面接を終えて控え室を出る瞬間に、「自分の話し方、伝わっていただろうか……」「もう少しうまく言葉を返せたんじゃないか」と落ち込んでいませんか。面接の合否は最終的に「コミュニケーション力」で決まると言われがちですが、採用担当者が実際にどんなコミュニケーションを評価しているのか、具体的に教えてくれる記事は意外と少ないものです。
プライム上場メーカーで7年以上採用業務に携わり、1,000人以上を面接してきました。「話がうまい人」「立て板に水のように喋る人」が必ずしも通過するわけではありません。むしろ、「聴く姿勢」「結論から伝える力」「沈黙への落ち着き」といった目立たない要素のほうが評価を左右することのほうが多いというのが、採用担当者として現場で感じてきた本音です。

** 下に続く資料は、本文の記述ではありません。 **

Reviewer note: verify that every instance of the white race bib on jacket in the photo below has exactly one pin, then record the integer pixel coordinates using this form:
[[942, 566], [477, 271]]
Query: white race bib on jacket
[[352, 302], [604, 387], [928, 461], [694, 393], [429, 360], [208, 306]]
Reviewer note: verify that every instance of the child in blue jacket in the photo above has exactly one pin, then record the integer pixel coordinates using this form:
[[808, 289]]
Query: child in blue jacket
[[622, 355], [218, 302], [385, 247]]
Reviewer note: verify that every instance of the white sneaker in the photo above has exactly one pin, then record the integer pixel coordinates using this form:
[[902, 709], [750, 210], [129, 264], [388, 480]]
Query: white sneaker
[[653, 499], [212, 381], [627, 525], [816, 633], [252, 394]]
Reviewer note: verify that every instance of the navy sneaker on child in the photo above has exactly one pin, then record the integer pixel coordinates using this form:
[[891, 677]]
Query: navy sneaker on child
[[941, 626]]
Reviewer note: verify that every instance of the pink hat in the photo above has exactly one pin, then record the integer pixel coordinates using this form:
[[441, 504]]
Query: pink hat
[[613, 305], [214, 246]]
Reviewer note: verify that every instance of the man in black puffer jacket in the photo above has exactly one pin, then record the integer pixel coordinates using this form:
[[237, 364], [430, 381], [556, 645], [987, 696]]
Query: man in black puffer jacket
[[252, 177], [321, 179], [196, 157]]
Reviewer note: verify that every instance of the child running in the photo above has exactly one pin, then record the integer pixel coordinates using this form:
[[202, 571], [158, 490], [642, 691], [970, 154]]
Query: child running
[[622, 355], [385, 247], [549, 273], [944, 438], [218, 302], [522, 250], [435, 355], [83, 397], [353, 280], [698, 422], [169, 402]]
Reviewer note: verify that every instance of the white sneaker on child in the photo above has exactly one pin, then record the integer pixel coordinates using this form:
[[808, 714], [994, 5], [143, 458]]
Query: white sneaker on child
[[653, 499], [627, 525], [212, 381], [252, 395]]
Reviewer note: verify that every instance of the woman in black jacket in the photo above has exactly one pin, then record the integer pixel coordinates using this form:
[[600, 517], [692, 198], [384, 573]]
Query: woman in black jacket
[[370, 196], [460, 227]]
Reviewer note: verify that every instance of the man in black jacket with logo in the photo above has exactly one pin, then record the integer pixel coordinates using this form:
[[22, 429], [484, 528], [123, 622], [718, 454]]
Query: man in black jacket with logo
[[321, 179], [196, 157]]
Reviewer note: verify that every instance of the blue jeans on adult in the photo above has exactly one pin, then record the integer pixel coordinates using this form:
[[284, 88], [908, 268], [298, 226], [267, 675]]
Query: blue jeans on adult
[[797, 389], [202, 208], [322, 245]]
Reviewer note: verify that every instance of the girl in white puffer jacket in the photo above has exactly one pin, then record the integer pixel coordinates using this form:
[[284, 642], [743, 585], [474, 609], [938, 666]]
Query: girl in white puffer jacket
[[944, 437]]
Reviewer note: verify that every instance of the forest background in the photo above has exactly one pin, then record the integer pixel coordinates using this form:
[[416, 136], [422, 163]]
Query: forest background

この記事を読み終えると、面接で問われるコミュニケーション力の5つの要素、印象を左右する話し方の7つの技術、Web面接特有のコツ、面接前後のメール対応、そして「コミュ力に自信がない方」でも通過率を上げる準備の仕方まで一通り把握できます。コミュニケーションが苦手だからと諦める前に、採用担当者が本当に見ているポイントを押さえて、次の面接を自分らしく乗り切れる状態を一緒に作っていきましょう。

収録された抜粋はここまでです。